Tuesday, November 06, 2007

TOILET EQUALITY OF THE SEXES

Being that November 19th, World Toilet Day, is almost upon (or beneath) us, couldn't help but note this news item. After all - using the toilet is part of our daily life. Right?

Seems that public bathrooms are an uncommon source of controversy with experts arguing over how their usage can avoid discrimination by class or sex.

Actually I have to confess it never entered my mind as to using the toilet being a discriminating act but then go know...

"In the USA, but also in many other parts of the world - including India ... issues having to do with human waste are taboo from public discussion. It is a last frontier," said Harvey Molotch, a professor of cultural analysis at New York University (NYU).

To be honest it's not a topic most likely many of us think about. Write about, however...

At a conference in New York City organised by NYU and the New York Architecture Centre, architects, sociologists, designers, activists, health officials and city leaders have gathered to discuss how the toilets of the future might be overhauled, and debate the potential civic and social effects.

The conference also saw the premiere of the film "Q2P", written and directed by India's Paromita Vohra.

The documentary, filmed in Mumbai with its title an abbreviation of "queue to pee," takes a long look - 55 minutes worth - at public facilities. The film depicts who uses public toilets including sexual, social and even caste nuances.

One (me) wonders the methodology used and who actually held the camera and whether or not said person(s) entered the hallowed internal world of the bathroom and/or stall.

The conference, "Outing the water closet," according to NYU, aims to reconsider and rebuild the public toilet.

Oh?
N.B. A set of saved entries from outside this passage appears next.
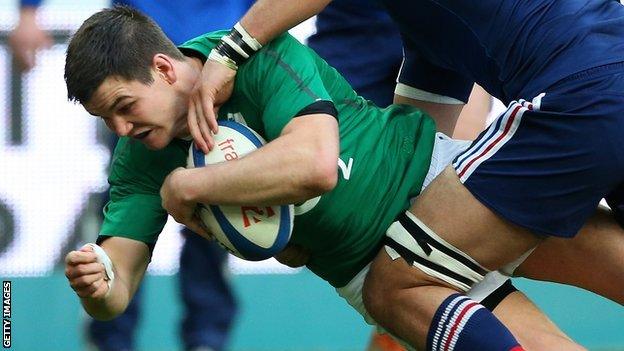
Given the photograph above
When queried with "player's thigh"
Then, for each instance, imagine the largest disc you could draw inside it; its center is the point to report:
(593, 259)
(531, 326)
(454, 214)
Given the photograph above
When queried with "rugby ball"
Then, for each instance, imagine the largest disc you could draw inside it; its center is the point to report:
(252, 233)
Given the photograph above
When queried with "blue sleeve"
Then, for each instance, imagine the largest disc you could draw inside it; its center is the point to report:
(419, 73)
(33, 3)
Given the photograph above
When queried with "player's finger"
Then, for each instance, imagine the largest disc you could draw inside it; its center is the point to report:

Now bathrooms are being..."outed"? What were they before one wonders...

Parallel to the gathering in New York, some 170 delegates from dozens of countries were attending in India another international conference on access to bathrooms.

Non-governmental groups such as the German Toilet Organisation were to press their campaign for a universal right to clean lavatories, especially for women.

"Access to appropriate sanitation is a human right," reads one of the group's slogans. "It's time to break the 'toilet taboo'."

"This silence disables everyone to some degree, but particularly certain groups - women most clearly," Mr Molotch said of the taboos on discussing the issue in some countries.